Active stability control of shape memory tubes conveying fluids

The instability of elastic tubes conveying fluids is controlled by manufacturing these tubes from a nickel-titanium alloy (NITINOL) which has unique shape memory characteristics. A mathematical model is developed to describe the fundamentals governing the operation of this class of actively controlled NITINOL tubes while conveying fluids. The model describes the interaction between the fluid flow, the elastic behavior of the tubes, and the thermal activation of the shape memory effect. The predictions of the model are validated experimentally using a 0.58-m-long NITINOL-55 tube that has outer diameter of 2.134 mm and inner diameter of 1.778 mm. The effect of varying the activation strategy of the shape memory effect on the critical flow velocity, at which flow-induced instabilities occur, is determined theoretically and experimentally.

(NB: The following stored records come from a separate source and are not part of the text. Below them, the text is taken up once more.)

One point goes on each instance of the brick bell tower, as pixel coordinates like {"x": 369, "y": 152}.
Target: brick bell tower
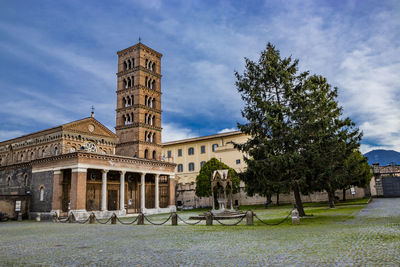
{"x": 138, "y": 122}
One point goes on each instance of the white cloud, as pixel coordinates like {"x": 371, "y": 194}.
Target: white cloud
{"x": 227, "y": 130}
{"x": 173, "y": 132}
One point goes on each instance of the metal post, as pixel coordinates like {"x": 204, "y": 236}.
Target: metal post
{"x": 249, "y": 217}
{"x": 174, "y": 219}
{"x": 208, "y": 218}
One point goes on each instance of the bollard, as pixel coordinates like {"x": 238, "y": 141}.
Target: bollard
{"x": 113, "y": 219}
{"x": 249, "y": 217}
{"x": 141, "y": 219}
{"x": 295, "y": 217}
{"x": 208, "y": 218}
{"x": 71, "y": 218}
{"x": 55, "y": 217}
{"x": 174, "y": 219}
{"x": 92, "y": 218}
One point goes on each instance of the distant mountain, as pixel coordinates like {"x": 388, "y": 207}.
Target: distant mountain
{"x": 383, "y": 157}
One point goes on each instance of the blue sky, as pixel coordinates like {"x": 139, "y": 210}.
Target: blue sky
{"x": 57, "y": 58}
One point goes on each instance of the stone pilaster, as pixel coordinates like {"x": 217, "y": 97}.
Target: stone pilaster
{"x": 142, "y": 192}
{"x": 122, "y": 191}
{"x": 104, "y": 190}
{"x": 157, "y": 204}
{"x": 78, "y": 189}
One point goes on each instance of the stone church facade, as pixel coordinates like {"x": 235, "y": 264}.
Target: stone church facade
{"x": 83, "y": 167}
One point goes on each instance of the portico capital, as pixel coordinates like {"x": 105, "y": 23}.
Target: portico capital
{"x": 78, "y": 169}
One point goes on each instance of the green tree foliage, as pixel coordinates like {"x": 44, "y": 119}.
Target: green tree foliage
{"x": 203, "y": 180}
{"x": 267, "y": 88}
{"x": 325, "y": 139}
{"x": 298, "y": 138}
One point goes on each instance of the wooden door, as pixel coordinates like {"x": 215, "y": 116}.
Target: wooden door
{"x": 112, "y": 200}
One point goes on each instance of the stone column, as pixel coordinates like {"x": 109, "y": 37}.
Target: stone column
{"x": 104, "y": 190}
{"x": 142, "y": 192}
{"x": 57, "y": 190}
{"x": 157, "y": 192}
{"x": 171, "y": 183}
{"x": 122, "y": 191}
{"x": 78, "y": 189}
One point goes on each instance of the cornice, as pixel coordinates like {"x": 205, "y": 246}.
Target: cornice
{"x": 138, "y": 68}
{"x": 135, "y": 106}
{"x": 139, "y": 142}
{"x": 139, "y": 87}
{"x": 139, "y": 46}
{"x": 114, "y": 158}
{"x": 139, "y": 124}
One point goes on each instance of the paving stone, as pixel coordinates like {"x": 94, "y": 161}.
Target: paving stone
{"x": 371, "y": 238}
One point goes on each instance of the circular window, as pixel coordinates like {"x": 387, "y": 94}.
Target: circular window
{"x": 90, "y": 147}
{"x": 91, "y": 128}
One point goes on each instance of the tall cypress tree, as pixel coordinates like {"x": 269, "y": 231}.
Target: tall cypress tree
{"x": 298, "y": 138}
{"x": 266, "y": 88}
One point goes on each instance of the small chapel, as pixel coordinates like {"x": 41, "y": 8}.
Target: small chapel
{"x": 83, "y": 167}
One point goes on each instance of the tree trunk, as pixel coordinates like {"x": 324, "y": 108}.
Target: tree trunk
{"x": 269, "y": 198}
{"x": 299, "y": 203}
{"x": 277, "y": 199}
{"x": 331, "y": 198}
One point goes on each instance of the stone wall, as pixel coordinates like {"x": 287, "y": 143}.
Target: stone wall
{"x": 15, "y": 184}
{"x": 15, "y": 180}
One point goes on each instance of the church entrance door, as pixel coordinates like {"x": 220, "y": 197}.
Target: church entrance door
{"x": 112, "y": 200}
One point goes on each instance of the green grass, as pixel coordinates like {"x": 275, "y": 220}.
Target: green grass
{"x": 316, "y": 213}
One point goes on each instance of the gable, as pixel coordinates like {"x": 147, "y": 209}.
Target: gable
{"x": 89, "y": 126}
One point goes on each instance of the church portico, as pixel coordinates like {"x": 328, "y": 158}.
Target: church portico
{"x": 107, "y": 184}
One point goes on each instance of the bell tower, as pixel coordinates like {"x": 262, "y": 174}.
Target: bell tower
{"x": 138, "y": 121}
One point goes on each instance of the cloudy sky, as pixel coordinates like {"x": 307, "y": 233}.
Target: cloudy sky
{"x": 57, "y": 58}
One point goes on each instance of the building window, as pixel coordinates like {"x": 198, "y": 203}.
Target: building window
{"x": 180, "y": 167}
{"x": 214, "y": 147}
{"x": 41, "y": 193}
{"x": 191, "y": 166}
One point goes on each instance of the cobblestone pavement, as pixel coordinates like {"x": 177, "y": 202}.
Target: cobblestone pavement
{"x": 371, "y": 238}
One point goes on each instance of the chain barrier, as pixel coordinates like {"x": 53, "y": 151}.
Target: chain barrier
{"x": 63, "y": 221}
{"x": 271, "y": 224}
{"x": 153, "y": 223}
{"x": 186, "y": 222}
{"x": 164, "y": 222}
{"x": 97, "y": 220}
{"x": 128, "y": 223}
{"x": 82, "y": 222}
{"x": 228, "y": 224}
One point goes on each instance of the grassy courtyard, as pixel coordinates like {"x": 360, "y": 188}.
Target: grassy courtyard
{"x": 354, "y": 233}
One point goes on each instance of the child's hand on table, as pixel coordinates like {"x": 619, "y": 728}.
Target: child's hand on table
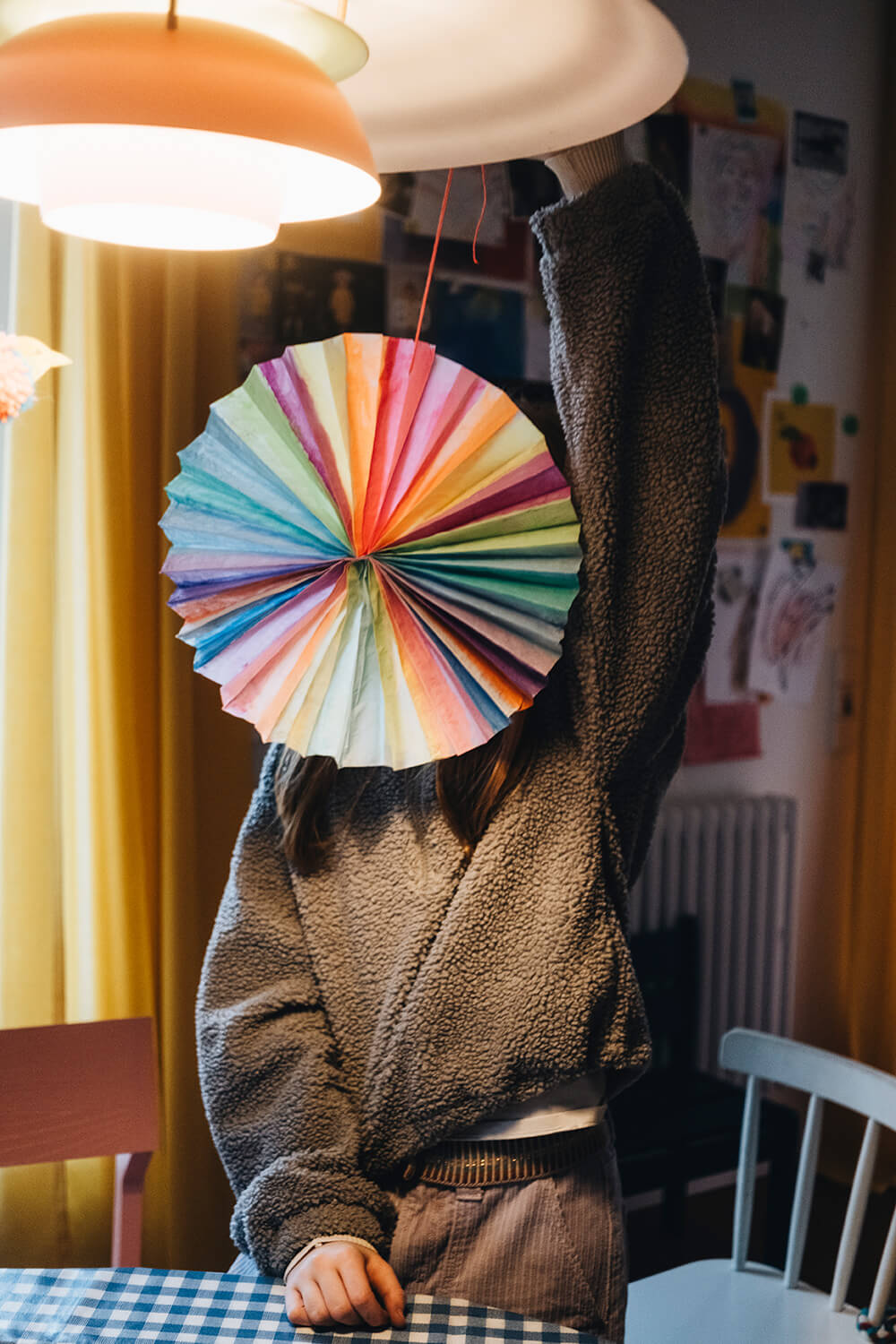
{"x": 344, "y": 1285}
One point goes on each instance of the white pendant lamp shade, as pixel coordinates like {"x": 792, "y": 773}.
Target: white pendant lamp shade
{"x": 207, "y": 136}
{"x": 458, "y": 82}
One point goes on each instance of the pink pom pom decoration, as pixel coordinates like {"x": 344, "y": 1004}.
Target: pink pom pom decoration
{"x": 16, "y": 387}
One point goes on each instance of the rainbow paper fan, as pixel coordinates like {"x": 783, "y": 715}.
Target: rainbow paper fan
{"x": 374, "y": 553}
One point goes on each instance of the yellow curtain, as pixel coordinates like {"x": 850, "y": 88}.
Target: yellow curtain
{"x": 121, "y": 782}
{"x": 868, "y": 938}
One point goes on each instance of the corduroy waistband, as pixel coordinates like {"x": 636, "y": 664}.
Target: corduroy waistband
{"x": 497, "y": 1161}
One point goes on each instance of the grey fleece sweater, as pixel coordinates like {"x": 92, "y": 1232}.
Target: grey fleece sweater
{"x": 351, "y": 1019}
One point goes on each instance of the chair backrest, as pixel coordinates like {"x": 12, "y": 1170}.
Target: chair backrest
{"x": 85, "y": 1090}
{"x": 78, "y": 1090}
{"x": 825, "y": 1077}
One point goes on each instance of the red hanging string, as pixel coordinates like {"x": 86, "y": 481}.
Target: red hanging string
{"x": 435, "y": 247}
{"x": 485, "y": 196}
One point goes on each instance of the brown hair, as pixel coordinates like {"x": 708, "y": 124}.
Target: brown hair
{"x": 470, "y": 788}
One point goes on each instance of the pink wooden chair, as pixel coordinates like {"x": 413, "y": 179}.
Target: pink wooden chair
{"x": 85, "y": 1090}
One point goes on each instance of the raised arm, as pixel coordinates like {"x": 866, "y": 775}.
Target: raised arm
{"x": 634, "y": 374}
{"x": 279, "y": 1107}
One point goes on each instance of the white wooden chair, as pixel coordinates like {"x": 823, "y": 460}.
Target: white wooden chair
{"x": 748, "y": 1303}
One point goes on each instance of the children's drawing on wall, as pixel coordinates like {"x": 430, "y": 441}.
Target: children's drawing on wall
{"x": 737, "y": 155}
{"x": 718, "y": 733}
{"x": 324, "y": 296}
{"x": 668, "y": 148}
{"x": 763, "y": 330}
{"x": 797, "y": 599}
{"x": 737, "y": 201}
{"x": 821, "y": 196}
{"x": 823, "y": 504}
{"x": 403, "y": 297}
{"x": 737, "y": 582}
{"x": 745, "y": 511}
{"x": 799, "y": 445}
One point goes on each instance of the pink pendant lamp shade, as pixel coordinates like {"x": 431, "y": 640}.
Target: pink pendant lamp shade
{"x": 203, "y": 134}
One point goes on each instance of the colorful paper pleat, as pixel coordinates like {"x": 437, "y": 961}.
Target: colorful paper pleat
{"x": 374, "y": 553}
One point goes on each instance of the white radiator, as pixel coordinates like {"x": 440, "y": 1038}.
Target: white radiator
{"x": 729, "y": 862}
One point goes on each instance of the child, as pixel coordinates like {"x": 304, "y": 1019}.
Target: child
{"x": 418, "y": 995}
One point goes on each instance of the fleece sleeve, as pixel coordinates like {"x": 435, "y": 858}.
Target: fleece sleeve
{"x": 634, "y": 373}
{"x": 280, "y": 1109}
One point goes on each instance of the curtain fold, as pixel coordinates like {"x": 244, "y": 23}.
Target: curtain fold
{"x": 121, "y": 781}
{"x": 868, "y": 932}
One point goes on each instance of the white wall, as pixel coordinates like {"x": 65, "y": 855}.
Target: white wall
{"x": 5, "y": 263}
{"x": 823, "y": 58}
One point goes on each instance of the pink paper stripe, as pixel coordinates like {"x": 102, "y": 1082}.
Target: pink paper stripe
{"x": 402, "y": 384}
{"x": 522, "y": 488}
{"x": 519, "y": 660}
{"x": 266, "y": 632}
{"x": 449, "y": 394}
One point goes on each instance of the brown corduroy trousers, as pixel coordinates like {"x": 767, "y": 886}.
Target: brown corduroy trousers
{"x": 554, "y": 1249}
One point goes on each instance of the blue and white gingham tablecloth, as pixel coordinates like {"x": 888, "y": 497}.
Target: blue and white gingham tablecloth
{"x": 167, "y": 1306}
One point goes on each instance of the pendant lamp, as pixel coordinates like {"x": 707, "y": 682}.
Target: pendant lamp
{"x": 180, "y": 132}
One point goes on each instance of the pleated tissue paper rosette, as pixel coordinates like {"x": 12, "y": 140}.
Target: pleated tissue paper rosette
{"x": 374, "y": 553}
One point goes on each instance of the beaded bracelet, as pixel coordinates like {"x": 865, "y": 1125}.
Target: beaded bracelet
{"x": 323, "y": 1241}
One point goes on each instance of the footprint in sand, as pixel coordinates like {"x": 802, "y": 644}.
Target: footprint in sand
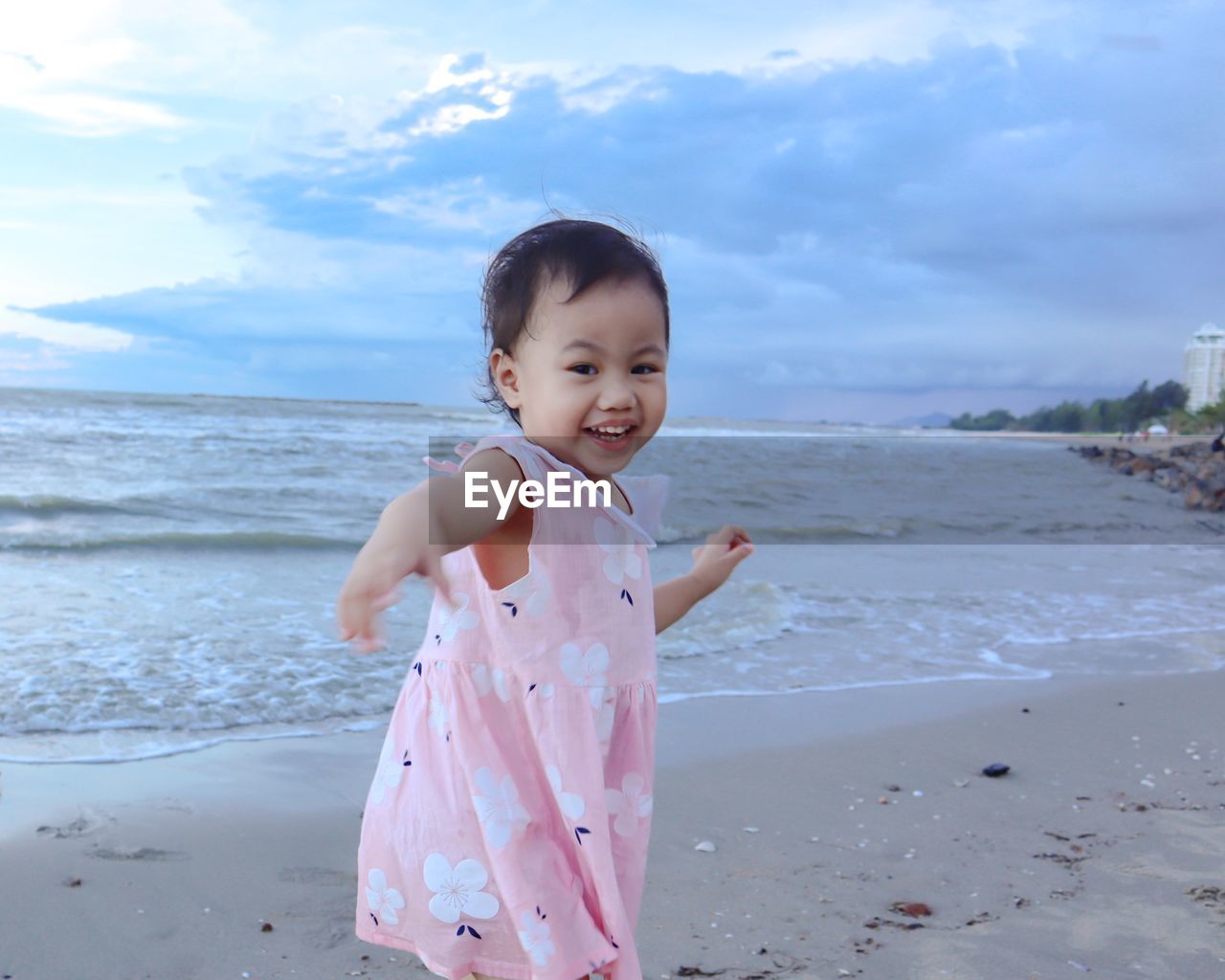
{"x": 319, "y": 876}
{"x": 86, "y": 823}
{"x": 136, "y": 854}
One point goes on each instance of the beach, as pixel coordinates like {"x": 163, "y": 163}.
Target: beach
{"x": 1099, "y": 852}
{"x": 185, "y": 747}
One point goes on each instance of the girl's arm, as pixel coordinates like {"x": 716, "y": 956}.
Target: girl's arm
{"x": 712, "y": 565}
{"x": 413, "y": 534}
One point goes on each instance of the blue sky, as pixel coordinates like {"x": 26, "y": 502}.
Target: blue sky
{"x": 865, "y": 211}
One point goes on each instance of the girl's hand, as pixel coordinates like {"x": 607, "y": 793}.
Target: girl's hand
{"x": 374, "y": 582}
{"x": 722, "y": 552}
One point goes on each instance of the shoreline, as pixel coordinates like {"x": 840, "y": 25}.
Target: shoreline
{"x": 182, "y": 858}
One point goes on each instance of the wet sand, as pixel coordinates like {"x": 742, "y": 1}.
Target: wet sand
{"x": 1101, "y": 852}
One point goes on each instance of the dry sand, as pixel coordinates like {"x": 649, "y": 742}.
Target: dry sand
{"x": 1102, "y": 853}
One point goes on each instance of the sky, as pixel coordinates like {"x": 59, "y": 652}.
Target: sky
{"x": 866, "y": 211}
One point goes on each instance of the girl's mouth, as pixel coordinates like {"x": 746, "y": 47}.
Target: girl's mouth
{"x": 611, "y": 436}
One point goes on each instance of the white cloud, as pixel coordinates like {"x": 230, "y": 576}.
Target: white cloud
{"x": 73, "y": 336}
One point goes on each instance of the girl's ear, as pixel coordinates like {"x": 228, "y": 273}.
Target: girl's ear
{"x": 505, "y": 374}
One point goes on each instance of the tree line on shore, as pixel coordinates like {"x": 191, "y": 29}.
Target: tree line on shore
{"x": 1165, "y": 403}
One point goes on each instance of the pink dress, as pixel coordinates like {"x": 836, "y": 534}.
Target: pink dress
{"x": 506, "y": 826}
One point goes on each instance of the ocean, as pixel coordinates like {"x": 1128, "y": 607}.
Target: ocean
{"x": 169, "y": 564}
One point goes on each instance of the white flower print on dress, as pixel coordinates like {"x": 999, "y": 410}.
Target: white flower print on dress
{"x": 534, "y": 939}
{"x": 629, "y": 804}
{"x": 457, "y": 889}
{"x": 384, "y": 902}
{"x": 480, "y": 678}
{"x": 499, "y": 809}
{"x": 529, "y": 595}
{"x": 571, "y": 804}
{"x": 452, "y": 620}
{"x": 621, "y": 560}
{"x": 390, "y": 770}
{"x": 587, "y": 669}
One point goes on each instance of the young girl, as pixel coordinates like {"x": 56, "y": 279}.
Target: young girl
{"x": 505, "y": 834}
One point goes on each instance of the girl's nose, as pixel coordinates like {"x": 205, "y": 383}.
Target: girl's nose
{"x": 615, "y": 393}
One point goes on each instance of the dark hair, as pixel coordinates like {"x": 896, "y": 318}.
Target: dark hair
{"x": 582, "y": 253}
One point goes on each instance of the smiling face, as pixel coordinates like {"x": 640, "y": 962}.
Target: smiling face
{"x": 598, "y": 360}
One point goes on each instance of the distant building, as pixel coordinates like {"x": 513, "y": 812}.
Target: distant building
{"x": 1203, "y": 367}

It is shown that the shape memory controller can significantly increase these critical flow velocities as it stiffens the tubes by virtue of the strain energy imparted by the shape recovery process. Furthermore, the effectiveness of the controller is demonstrated also by its speed of response as it brings the unstable tubes back to their undeflected shape while conveying fluids at velocities equal to their uncontrolled critical velocities. Close agreement is obtained between the theoretical predictions and the experimental results. The results presented suggest the potential of the shape memory controller as a viable means for enhancing the elastic stability of tubes conveying fluids.